= Natural resources of Africa =

Recently discovered oil reserves have increased the importance of the commodity in African economies. Nigeria, Angola, Republic of the Congo, Equatorial Guinea, Algeria, Libya, Egypt, and South Sudan are among the largest oil producers in Africa. The United States and European countries took most of the Democratic Republic of the Congo's (DRC) oil production. Oil is provided by both continental and offshore productions. Sudan's oil exports in 2010 are estimated by the United States Department of State at US$9 billion.

Five countries dominate Africa's upstream oil production. Together they account for 85% of the continent's oil production and are, in order, from highest to lowest output: Nigeria, Libya, Algeria, Egypt and Angola. Other African oil producing countries are Gabon, the DRC, Cameroon, Tunisia, Equatorial Guinea, the Republic of the Congo, Ivory Coast, and more recently, Ghana. Exploration is taking place in a number of other countries that aim to increase their output or become first-time producers. Included in this list are Chad, Sudan, Namibia, South Africa, and Madagascar, whilst Mozambique and Tanzania are potential oil producers.

Types of Natural Resources in Africa

A notable part of Africa’s natural resources are minerals:

- crude oil, natural gas, coal and charcoal.
- gold, silver, lead, iron ore, cobalt, zinc, and manganese.
- talc, limestone.
- diamonds, amethyst, emeralds, etc.

==Oil and Mineral resources in Africa==
Africa has 30% of the remaining mineral resources in the world. 57% of Africa's export earnings comes from hydrocarbons. From 1980 to 2012, proven oil reserves in Africa grew by 150%.

Ore resources in Africa are abundant while other continents are beginning to face depletion of resources. The copper belt in Haut-Katanga Province, the diamond mines in Sierra Leone, Angola, and Botswana are well-known for the abundance of mineral resources, albeit with a negative reputation arising from perceptions of their industries' involvement in corrupt practices, and links to violent rebel movements. The RUF (Revolutionary United Front) and the blood diamonds used to supply these rebel factions with arms is one such example.

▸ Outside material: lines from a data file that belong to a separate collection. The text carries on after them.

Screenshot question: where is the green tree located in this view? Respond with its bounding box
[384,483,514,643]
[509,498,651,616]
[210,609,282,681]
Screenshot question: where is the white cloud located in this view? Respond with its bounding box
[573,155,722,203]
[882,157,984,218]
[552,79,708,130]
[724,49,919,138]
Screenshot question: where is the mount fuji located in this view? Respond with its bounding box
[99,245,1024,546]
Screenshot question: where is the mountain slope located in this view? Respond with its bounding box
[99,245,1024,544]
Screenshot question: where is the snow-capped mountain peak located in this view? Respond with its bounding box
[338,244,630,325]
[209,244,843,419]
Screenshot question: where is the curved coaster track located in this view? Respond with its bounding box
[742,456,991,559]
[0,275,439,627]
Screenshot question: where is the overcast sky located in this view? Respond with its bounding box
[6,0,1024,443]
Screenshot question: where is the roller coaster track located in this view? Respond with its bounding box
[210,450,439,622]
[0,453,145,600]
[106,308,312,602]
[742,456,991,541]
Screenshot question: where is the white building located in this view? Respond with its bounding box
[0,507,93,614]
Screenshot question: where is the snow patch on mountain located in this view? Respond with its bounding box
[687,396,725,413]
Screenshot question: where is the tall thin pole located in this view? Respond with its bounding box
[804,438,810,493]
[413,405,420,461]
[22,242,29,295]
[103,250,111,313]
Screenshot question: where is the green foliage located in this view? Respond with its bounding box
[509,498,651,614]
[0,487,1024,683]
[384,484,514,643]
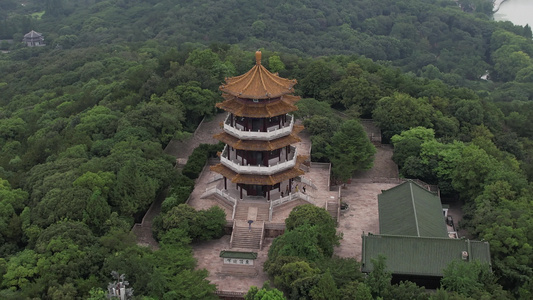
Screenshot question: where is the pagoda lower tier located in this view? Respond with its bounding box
[211,155,309,200]
[213,125,304,151]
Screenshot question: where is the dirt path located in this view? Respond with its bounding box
[164,113,227,163]
[132,113,226,250]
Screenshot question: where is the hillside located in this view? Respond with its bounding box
[0,0,533,299]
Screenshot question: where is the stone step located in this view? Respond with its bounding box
[219,264,259,277]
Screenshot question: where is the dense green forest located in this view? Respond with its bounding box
[0,0,533,299]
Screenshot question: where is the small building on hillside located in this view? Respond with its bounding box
[378,180,448,237]
[22,30,46,47]
[361,234,491,288]
[361,180,491,288]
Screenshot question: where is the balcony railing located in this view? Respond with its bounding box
[224,114,294,141]
[220,145,298,175]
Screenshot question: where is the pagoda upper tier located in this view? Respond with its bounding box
[220,51,297,99]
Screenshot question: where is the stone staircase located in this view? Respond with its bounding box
[230,221,264,249]
[235,201,270,221]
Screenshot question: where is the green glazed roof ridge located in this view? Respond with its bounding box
[409,181,420,236]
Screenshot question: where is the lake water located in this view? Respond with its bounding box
[494,0,533,27]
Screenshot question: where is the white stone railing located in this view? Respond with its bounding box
[224,114,294,141]
[220,145,298,175]
[270,192,314,210]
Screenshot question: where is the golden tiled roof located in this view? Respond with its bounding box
[216,94,300,118]
[210,155,309,185]
[220,51,297,99]
[213,125,304,151]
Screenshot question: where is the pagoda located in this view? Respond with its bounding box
[211,51,308,200]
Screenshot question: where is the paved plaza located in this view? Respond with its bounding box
[188,116,399,292]
[139,113,461,293]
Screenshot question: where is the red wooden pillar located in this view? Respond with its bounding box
[289,179,292,193]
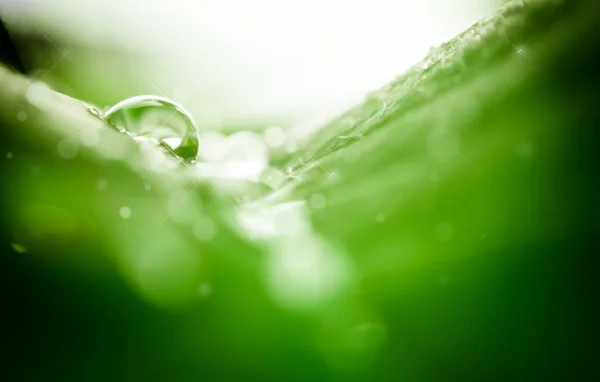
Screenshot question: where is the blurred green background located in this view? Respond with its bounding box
[0,0,600,381]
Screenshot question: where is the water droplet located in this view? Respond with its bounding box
[17,111,27,122]
[87,107,103,119]
[102,95,198,160]
[119,206,131,219]
[310,194,326,210]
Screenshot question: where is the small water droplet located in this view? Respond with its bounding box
[87,107,102,119]
[102,95,198,160]
[310,194,326,210]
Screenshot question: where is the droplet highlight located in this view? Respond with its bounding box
[101,95,198,161]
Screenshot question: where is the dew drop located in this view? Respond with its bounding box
[310,194,326,210]
[87,107,102,119]
[102,95,198,161]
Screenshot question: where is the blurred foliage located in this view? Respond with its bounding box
[0,0,600,381]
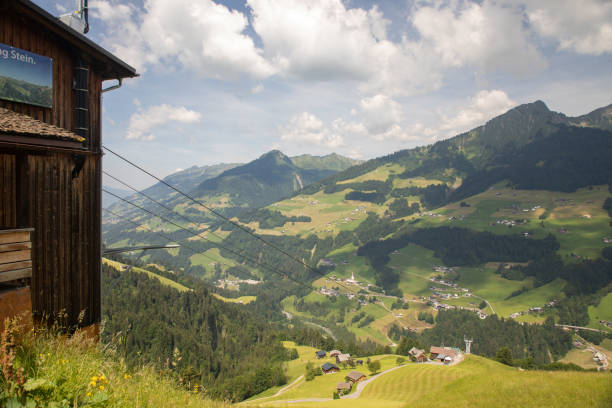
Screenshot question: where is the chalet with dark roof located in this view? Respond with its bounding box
[321,363,340,374]
[0,0,137,335]
[346,371,366,383]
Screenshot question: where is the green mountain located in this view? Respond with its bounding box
[106,101,612,350]
[192,150,352,208]
[570,105,612,130]
[103,150,359,221]
[291,153,363,171]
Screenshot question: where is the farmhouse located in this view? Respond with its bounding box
[346,371,366,384]
[0,0,137,336]
[336,353,351,364]
[321,363,340,374]
[336,382,351,394]
[429,346,459,363]
[408,347,427,363]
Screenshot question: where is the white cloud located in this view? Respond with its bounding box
[55,3,68,13]
[247,0,441,94]
[439,89,516,137]
[91,0,274,79]
[410,0,546,75]
[125,104,202,141]
[278,112,344,148]
[251,84,264,95]
[525,0,612,55]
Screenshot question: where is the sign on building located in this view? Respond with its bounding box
[0,43,53,108]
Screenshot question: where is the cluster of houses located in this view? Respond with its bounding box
[429,276,457,288]
[315,350,366,395]
[217,279,263,289]
[408,346,461,364]
[510,300,557,319]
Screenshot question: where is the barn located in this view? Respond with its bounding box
[0,0,137,333]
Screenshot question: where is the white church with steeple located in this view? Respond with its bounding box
[345,272,359,284]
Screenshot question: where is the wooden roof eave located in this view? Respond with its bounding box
[15,0,139,80]
[0,132,87,152]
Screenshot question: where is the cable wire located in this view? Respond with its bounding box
[102,188,314,290]
[102,145,368,294]
[102,145,320,274]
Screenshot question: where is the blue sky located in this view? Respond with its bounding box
[35,0,612,187]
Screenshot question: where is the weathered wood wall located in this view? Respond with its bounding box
[0,151,101,326]
[0,228,32,283]
[0,2,103,326]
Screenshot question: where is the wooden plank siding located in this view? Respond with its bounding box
[0,152,17,228]
[0,0,137,327]
[0,229,32,283]
[13,152,101,325]
[0,6,104,326]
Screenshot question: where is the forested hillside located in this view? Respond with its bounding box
[105,101,612,358]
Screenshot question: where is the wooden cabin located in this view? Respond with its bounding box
[0,0,137,329]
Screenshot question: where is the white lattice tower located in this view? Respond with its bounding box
[463,336,474,354]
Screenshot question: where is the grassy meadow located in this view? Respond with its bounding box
[265,355,612,408]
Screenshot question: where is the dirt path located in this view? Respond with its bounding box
[340,366,404,399]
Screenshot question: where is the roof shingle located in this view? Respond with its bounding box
[0,108,85,142]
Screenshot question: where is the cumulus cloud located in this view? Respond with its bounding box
[278,89,516,153]
[525,0,612,55]
[91,0,564,96]
[247,0,441,93]
[125,103,202,141]
[410,0,546,75]
[278,112,344,148]
[440,89,516,137]
[251,84,264,95]
[90,0,274,79]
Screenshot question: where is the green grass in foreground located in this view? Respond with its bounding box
[0,324,230,408]
[278,355,612,408]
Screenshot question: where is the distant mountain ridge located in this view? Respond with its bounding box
[104,150,361,225]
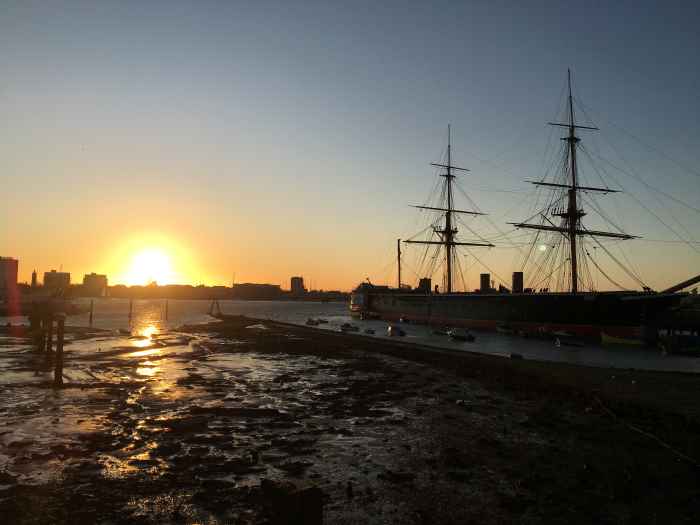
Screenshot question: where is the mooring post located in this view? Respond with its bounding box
[44,310,53,353]
[53,313,66,387]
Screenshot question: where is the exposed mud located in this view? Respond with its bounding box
[0,318,700,524]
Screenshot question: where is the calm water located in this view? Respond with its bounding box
[0,299,700,373]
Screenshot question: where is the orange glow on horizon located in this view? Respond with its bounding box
[109,236,197,286]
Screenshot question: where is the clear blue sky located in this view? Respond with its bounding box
[0,1,700,289]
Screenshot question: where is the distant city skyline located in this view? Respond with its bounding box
[0,1,700,290]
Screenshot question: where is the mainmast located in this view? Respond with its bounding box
[404,124,493,293]
[509,69,634,294]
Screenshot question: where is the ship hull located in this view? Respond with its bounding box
[351,290,678,339]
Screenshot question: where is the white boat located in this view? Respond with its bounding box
[340,323,360,332]
[386,324,406,337]
[447,328,474,343]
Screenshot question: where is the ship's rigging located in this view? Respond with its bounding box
[399,125,493,293]
[382,72,700,293]
[509,70,634,294]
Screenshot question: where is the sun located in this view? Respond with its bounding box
[124,248,175,285]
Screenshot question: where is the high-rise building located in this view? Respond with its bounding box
[290,277,306,295]
[44,270,70,291]
[0,257,19,297]
[83,272,107,297]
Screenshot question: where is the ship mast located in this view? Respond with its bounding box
[404,124,493,293]
[508,69,634,294]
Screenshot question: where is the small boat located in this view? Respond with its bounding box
[554,337,583,348]
[386,324,406,337]
[600,332,644,346]
[659,334,700,357]
[496,324,513,335]
[447,328,475,343]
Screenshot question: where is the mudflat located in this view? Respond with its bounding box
[0,317,700,524]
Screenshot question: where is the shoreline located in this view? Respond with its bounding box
[0,316,700,525]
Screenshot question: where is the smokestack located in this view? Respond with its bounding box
[512,272,523,293]
[479,273,491,293]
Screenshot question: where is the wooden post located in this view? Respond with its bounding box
[44,312,53,353]
[53,314,66,387]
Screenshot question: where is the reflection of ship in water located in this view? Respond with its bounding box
[350,74,700,341]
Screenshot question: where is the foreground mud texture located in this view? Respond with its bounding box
[0,318,700,524]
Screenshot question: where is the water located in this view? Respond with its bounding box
[0,299,700,373]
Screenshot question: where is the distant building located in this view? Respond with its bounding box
[231,283,282,299]
[83,273,107,297]
[290,277,306,295]
[44,270,70,291]
[418,277,433,293]
[0,257,19,297]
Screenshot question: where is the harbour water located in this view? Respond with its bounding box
[0,299,700,373]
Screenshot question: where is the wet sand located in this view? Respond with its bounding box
[0,317,700,524]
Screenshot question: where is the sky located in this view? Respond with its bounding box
[0,0,700,290]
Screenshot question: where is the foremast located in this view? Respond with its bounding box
[404,124,493,293]
[509,69,635,294]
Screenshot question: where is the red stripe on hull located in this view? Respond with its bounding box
[371,312,642,339]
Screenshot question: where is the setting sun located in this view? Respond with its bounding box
[124,248,175,285]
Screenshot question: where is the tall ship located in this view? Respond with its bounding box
[350,71,700,342]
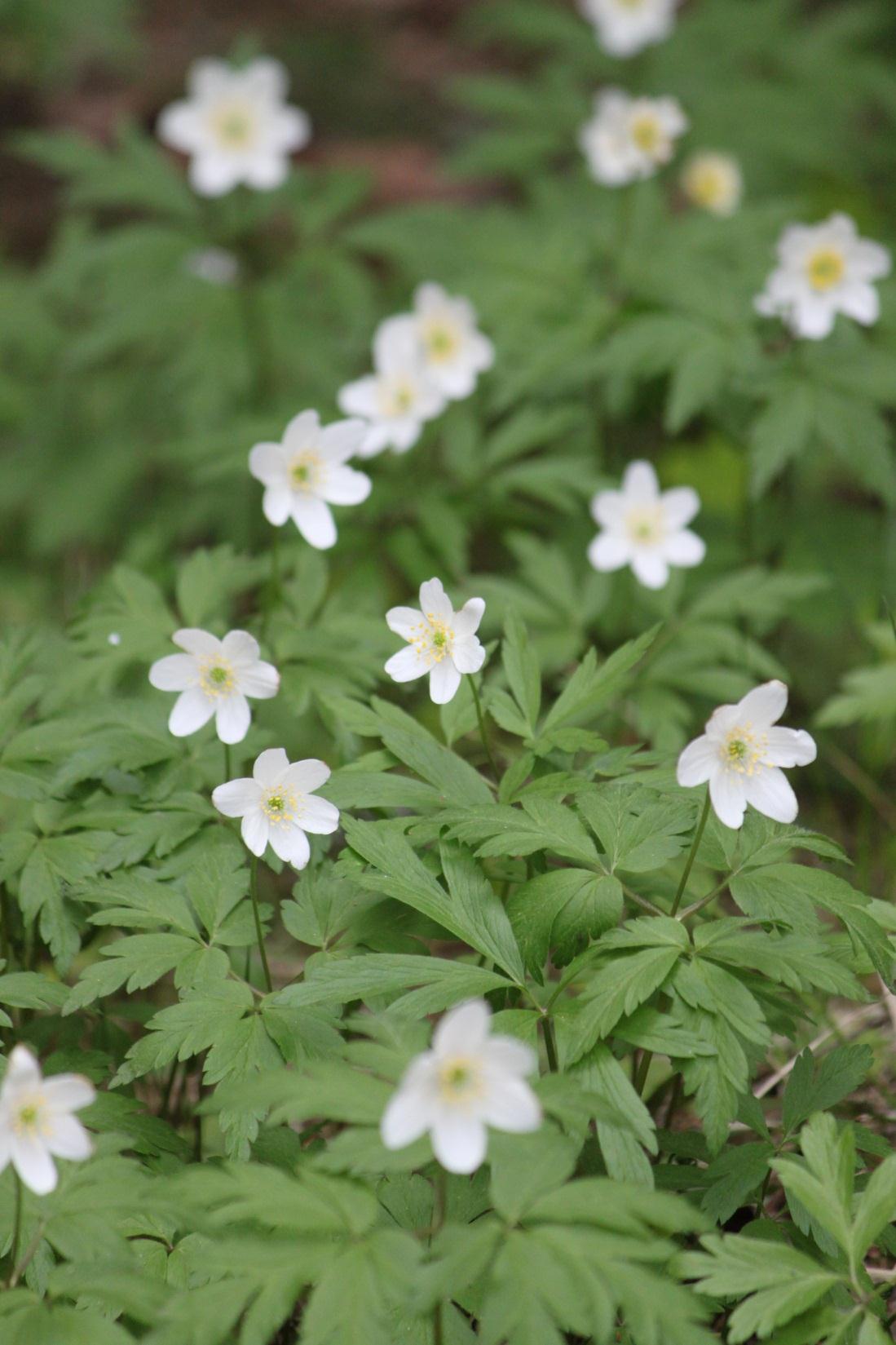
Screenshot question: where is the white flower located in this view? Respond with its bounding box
[379,999,541,1173]
[386,580,486,705]
[249,412,370,550]
[579,89,687,187]
[393,284,495,400]
[157,58,311,197]
[149,630,280,742]
[0,1046,97,1196]
[681,149,744,216]
[678,682,815,829]
[338,316,445,458]
[588,462,706,589]
[211,748,339,869]
[581,0,678,56]
[755,215,890,340]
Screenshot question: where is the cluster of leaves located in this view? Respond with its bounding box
[0,0,896,1345]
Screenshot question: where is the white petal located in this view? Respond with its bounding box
[215,692,252,742]
[451,597,486,640]
[249,444,288,485]
[252,748,289,790]
[766,728,818,765]
[320,467,373,504]
[737,678,787,729]
[149,653,199,692]
[236,659,280,701]
[292,495,337,551]
[432,999,491,1057]
[629,547,669,589]
[662,527,706,566]
[168,686,215,738]
[10,1135,58,1196]
[211,776,261,818]
[46,1117,93,1162]
[451,635,486,673]
[42,1075,97,1113]
[429,649,462,705]
[385,644,429,682]
[302,794,339,837]
[432,1113,487,1175]
[482,1075,541,1134]
[267,827,311,869]
[240,808,271,858]
[675,734,718,790]
[386,607,425,640]
[588,533,631,573]
[283,757,329,794]
[171,626,221,659]
[709,771,747,831]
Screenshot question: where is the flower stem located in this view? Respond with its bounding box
[249,854,273,994]
[470,676,501,784]
[669,790,709,916]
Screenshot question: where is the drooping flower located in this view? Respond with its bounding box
[678,682,817,829]
[588,462,706,589]
[157,58,311,197]
[149,630,280,742]
[391,284,495,400]
[379,999,541,1175]
[338,316,445,458]
[581,0,678,56]
[681,149,744,216]
[211,748,339,869]
[755,214,890,340]
[579,89,687,187]
[0,1046,97,1196]
[386,580,486,705]
[249,412,370,550]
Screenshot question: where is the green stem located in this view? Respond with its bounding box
[470,676,501,784]
[249,854,273,994]
[669,790,709,916]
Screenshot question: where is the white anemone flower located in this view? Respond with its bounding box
[581,0,678,56]
[156,58,311,197]
[379,999,541,1175]
[0,1046,97,1196]
[149,628,280,742]
[386,580,486,705]
[678,682,817,829]
[393,282,495,400]
[579,89,687,187]
[588,462,706,589]
[681,149,744,218]
[755,214,890,340]
[249,412,370,550]
[211,748,339,869]
[338,316,445,458]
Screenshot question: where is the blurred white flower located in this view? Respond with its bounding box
[678,682,815,829]
[149,630,280,742]
[393,284,495,400]
[588,462,706,589]
[579,89,687,187]
[581,0,678,56]
[338,316,445,458]
[249,412,370,550]
[681,149,744,216]
[156,58,311,197]
[386,580,486,705]
[756,214,890,340]
[211,748,339,869]
[379,999,541,1175]
[183,247,240,285]
[0,1046,97,1196]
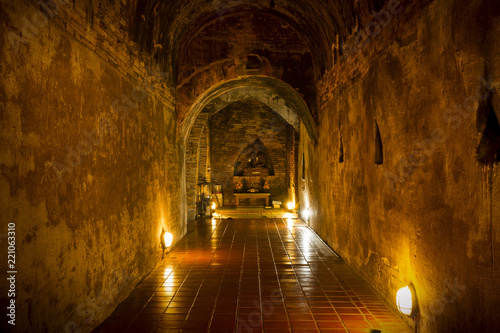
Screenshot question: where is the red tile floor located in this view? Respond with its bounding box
[94,218,411,333]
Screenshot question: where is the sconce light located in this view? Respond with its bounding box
[160,229,174,259]
[302,207,311,222]
[396,283,418,318]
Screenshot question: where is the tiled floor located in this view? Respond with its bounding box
[95,219,411,333]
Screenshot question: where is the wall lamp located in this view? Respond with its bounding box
[160,229,174,259]
[396,283,418,324]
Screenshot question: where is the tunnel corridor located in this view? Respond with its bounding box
[94,218,411,333]
[0,0,500,333]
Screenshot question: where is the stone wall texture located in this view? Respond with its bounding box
[211,100,288,205]
[299,1,500,332]
[0,1,185,332]
[0,0,500,333]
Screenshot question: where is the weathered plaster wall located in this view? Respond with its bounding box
[299,0,500,332]
[186,112,210,221]
[0,1,181,332]
[211,100,287,205]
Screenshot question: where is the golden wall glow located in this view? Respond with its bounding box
[163,232,174,248]
[396,286,413,316]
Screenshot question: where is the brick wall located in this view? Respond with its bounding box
[211,100,294,205]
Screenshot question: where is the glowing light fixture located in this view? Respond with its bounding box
[163,232,174,248]
[160,229,174,259]
[302,207,311,221]
[396,284,418,318]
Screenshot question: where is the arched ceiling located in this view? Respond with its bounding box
[128,0,386,80]
[128,0,386,138]
[180,77,318,142]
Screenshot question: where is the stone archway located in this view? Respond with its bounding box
[179,77,317,222]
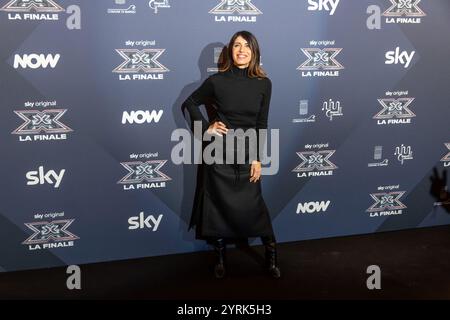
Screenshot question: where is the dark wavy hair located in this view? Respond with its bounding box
[219,30,267,78]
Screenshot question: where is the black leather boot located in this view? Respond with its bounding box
[213,238,226,279]
[263,238,281,279]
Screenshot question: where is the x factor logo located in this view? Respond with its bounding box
[292,150,337,172]
[383,0,426,17]
[117,160,172,184]
[0,0,64,12]
[11,109,73,134]
[366,191,406,212]
[22,219,79,244]
[373,98,416,119]
[297,48,344,70]
[113,49,169,73]
[209,0,262,14]
[441,143,450,161]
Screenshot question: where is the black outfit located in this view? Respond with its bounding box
[183,65,275,241]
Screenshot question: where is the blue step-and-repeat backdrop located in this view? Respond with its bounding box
[0,0,450,271]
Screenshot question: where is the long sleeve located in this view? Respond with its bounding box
[183,76,214,134]
[256,78,272,161]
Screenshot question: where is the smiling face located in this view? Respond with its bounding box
[232,36,252,68]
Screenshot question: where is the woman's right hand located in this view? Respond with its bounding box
[207,121,228,136]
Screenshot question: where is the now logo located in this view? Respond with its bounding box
[14,53,61,69]
[385,47,416,68]
[122,110,163,124]
[308,0,339,16]
[26,166,66,188]
[128,212,163,231]
[297,200,331,214]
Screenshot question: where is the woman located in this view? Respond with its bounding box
[183,31,280,278]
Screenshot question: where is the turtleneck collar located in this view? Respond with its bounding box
[230,63,248,78]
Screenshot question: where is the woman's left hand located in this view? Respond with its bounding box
[250,160,261,183]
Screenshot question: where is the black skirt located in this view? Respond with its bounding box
[190,164,273,239]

In recent years, exploration activities have grown in West Africa. However, lack of services became a problem for exploration companies. In 2020, West Africa received the third larger budget for exploration projects. From 2009 to 2019, West Africa accounted the major success in gold discoveries. Exploration budgets in Africa fell 10% in 2020, reaching their lower levels in the last four years.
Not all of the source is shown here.